Surprise, surprise: Apple and Sony rejected Cory’s idea of circulating DRM-free paid versions of his books with the following note below, while Kindle, Nook, and Kobo stores embraced the idea. This is the note that Cory wants added to his books (from Craphound):
“If the seller of this electronic version has imposed contractual or technical restrictions on it such that you have difficulty reformatting or converting this book for use on another device or in another program, please visit http://craphound.com for alternate, open format versions, authorized by the copyright holder for this work, Cory Doctorow. While Cory Doctorow cannot release you from any contractual or other legal obligations to anyone else that you may have agreed to when purchasing this version, you have his blessing to do anything that is consistent with applicable copyright laws in your jurisdiction.”
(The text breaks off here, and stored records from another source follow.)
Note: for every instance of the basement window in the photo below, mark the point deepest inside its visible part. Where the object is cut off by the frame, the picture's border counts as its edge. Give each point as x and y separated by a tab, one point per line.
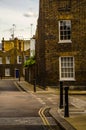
64	31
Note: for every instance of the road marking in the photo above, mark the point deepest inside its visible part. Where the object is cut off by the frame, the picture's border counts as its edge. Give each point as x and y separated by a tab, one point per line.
18	86
40	100
43	117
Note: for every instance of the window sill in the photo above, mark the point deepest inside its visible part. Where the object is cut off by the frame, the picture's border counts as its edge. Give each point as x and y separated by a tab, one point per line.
65	41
If an author, whose livelihood is supported by his work, can support DRM-free and even FREE content, why can’t Apple and Sony? It is simple Gorden Gekko-esque greed, based in stodgy economic models, that gets in the way. Apple may have abandoned DRM in music files in 2007′s big digital-brouhaha, but they’ve hardly left the backwards business model that trusts no one. Their stitch against the suggestion, of course, points to Craphound where all of Cory’s novels are freely downloadable. His works not only come in every format under the sun, but they come Braveheart free.
Whether or not Apple allow content creators to SELL DRM-free books isn’t the issue here; it’s why they don’t allow the above addendum to be included in the iBooks Store.